Chinese Philosophy seems to have perfect antidote for my dilemma - the practice of Wu-wei. Or the middle way, effortless action or a more familiar term: being in the flow.
Is it possible to act effortlessly? To surrender and still produce? It seems a paradox. Another one which fits the bill from the text Tao the Ching (roughly translating to ‘The Way’) is ‘the way never acts yet nothing is left undone’.
It seems to me that this is a state of mind, an equanimity which is not gripped by resisting or striving or forcing. Actions produced from this space seem more in line with the way of things as they are rather than how I am; it’s from this space that my behaviour matches that of the natural world and natural processes - swimming with the current of life rather than against it.
Or in other words, there is a possibility to respond to the demands of the situation - the space given by the stillness of mind the question arises ‘what is actually required here?’ As opposed to ‘what do I want to get out of this situation?’
How is it possible to become aware for the what the situation demands?
Meditation is a practice of cultivating awareness of what is; of noticing what you notice.

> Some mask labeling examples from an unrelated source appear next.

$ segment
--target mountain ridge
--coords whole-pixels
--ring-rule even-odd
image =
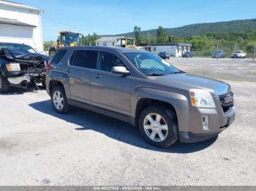
[[[235,20],[215,23],[204,23],[186,25],[176,28],[165,28],[165,33],[168,36],[177,37],[202,35],[206,34],[241,33],[249,31],[256,31],[256,19]],[[155,36],[157,29],[142,31],[141,35],[149,34]],[[114,35],[102,35],[102,36],[134,36],[133,32]]]

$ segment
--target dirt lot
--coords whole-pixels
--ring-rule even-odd
[[[236,119],[217,139],[157,149],[127,123],[13,89],[0,95],[0,185],[256,185],[256,63],[171,62],[232,85]]]

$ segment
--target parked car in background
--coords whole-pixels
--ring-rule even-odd
[[[144,50],[64,47],[47,69],[57,112],[74,105],[115,117],[137,126],[157,147],[217,136],[234,120],[228,84],[189,75]]]
[[[38,90],[37,84],[41,83],[45,87],[49,61],[29,45],[0,42],[0,93],[10,85]]]
[[[159,52],[158,56],[161,57],[162,59],[169,59],[170,55],[167,52]]]
[[[182,55],[182,58],[193,58],[192,52],[185,52]]]
[[[225,57],[226,57],[226,53],[222,50],[215,51],[211,55],[212,58],[225,58]]]
[[[245,58],[246,56],[246,53],[242,50],[236,51],[231,55],[232,58]]]

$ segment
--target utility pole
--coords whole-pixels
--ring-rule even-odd
[[[255,61],[255,55],[256,55],[256,44],[255,45],[255,50],[253,51],[253,61]]]
[[[218,60],[218,54],[219,54],[219,43],[217,43],[217,52],[216,52],[216,59]]]

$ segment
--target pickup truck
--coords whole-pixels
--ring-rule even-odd
[[[228,84],[188,74],[144,50],[61,48],[48,63],[46,85],[57,112],[76,106],[115,117],[159,147],[217,136],[235,117]]]

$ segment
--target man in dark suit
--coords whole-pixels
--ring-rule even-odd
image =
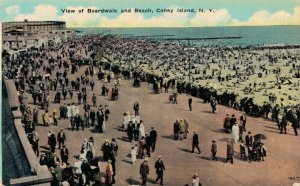
[[[229,140],[227,143],[227,158],[226,158],[226,163],[228,160],[231,161],[231,164],[233,164],[233,155],[234,155],[234,149],[233,149],[233,141]]]
[[[136,116],[140,115],[140,113],[139,113],[140,105],[137,101],[133,105],[133,110],[134,110],[134,115],[136,115]]]
[[[81,117],[78,114],[76,114],[76,116],[74,117],[74,122],[76,125],[76,130],[78,132],[79,126],[81,125]]]
[[[60,149],[60,158],[63,163],[68,163],[69,150],[66,148],[65,145],[63,145],[62,149]]]
[[[66,141],[66,135],[63,128],[61,128],[60,132],[57,134],[57,141],[58,141],[58,149],[60,149],[61,144],[64,145]]]
[[[145,158],[144,162],[140,166],[140,175],[142,176],[142,185],[146,185],[147,176],[149,174],[149,166],[148,166],[148,159]]]
[[[152,152],[155,151],[156,139],[157,139],[157,132],[154,129],[154,127],[151,127],[150,140],[151,140],[151,149],[152,149]]]
[[[190,109],[190,111],[192,111],[192,102],[193,102],[193,100],[192,100],[192,98],[190,97],[189,100],[188,100],[188,104],[189,104],[189,109]]]
[[[95,113],[94,109],[92,109],[90,112],[90,119],[91,119],[91,125],[92,125],[92,127],[94,127],[95,120],[96,120],[96,113]]]
[[[212,160],[218,160],[216,158],[216,154],[217,154],[217,144],[216,144],[216,141],[213,140],[212,141],[212,145],[211,145],[211,154],[212,154]]]
[[[157,184],[163,185],[164,171],[166,169],[165,169],[164,162],[162,161],[162,156],[158,156],[158,160],[155,162],[155,169],[156,169],[156,174],[157,174],[157,178],[156,178],[155,182]],[[160,180],[160,183],[158,183],[159,180]]]
[[[286,114],[284,113],[280,122],[280,134],[284,133],[286,134],[286,126],[287,126],[287,118],[286,118]]]
[[[252,144],[253,144],[253,137],[251,135],[251,132],[249,131],[248,132],[248,135],[246,136],[246,146],[247,147],[252,147]]]
[[[199,154],[201,153],[201,150],[199,148],[199,137],[198,134],[196,133],[196,131],[194,131],[194,135],[193,135],[193,147],[192,147],[192,153],[194,153],[194,149],[195,147],[198,149]]]

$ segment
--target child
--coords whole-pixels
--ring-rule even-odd
[[[247,158],[246,158],[246,146],[243,143],[240,144],[240,153],[241,153],[241,159],[243,159],[243,157],[244,157],[245,160],[247,160]]]
[[[131,160],[134,165],[136,161],[136,147],[131,147]]]

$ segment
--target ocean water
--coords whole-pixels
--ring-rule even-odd
[[[262,46],[300,44],[300,26],[244,26],[201,28],[79,28],[82,34],[122,35],[151,40],[173,41],[202,46]],[[235,38],[228,38],[235,37]],[[215,39],[209,39],[215,38]],[[217,39],[216,39],[217,38]]]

Just as one notices a bruise on the arm because of its painful sensation or how we notice the sounds of bird, it’s possible to notice ‘thinking’ - thoughts are not bad and it’s not about controlling them, but simply noticing them.
It’s this cultivation of awareness of the activity of our mind that makes it possible to notice the moments of stillness, of spaciousness, of a quiet mind. And then once again thoughts arise and we get carried away on the current of subjective narrative. But it’s having the experience of something like a baseline stillness that now we are able to come back to if we choose to - this is the practice.
As this practice permeates into our daily life, it becomes a little more evident how much our thinking mind gets in the way or creates a subjective barrier to being with things as they are; or how it wants and strives for it’s own benefit rather than flowing with the way things are.
It seems to be less tiring to go with the current of things, less inner resources are required to be with the natural process of life unfolding. But it’s only with a little space and a little stillness that we may become aware of what this natural process requires from us. The spaciousness provides the opportunity to make choices based on how we are in this moment, the stillness provides the opportunity to act based on what is needed in this moment. We still act and things still get done but from this space of stillness.
It seems this may be a way to balance movement and stillness, where there is stillness in action.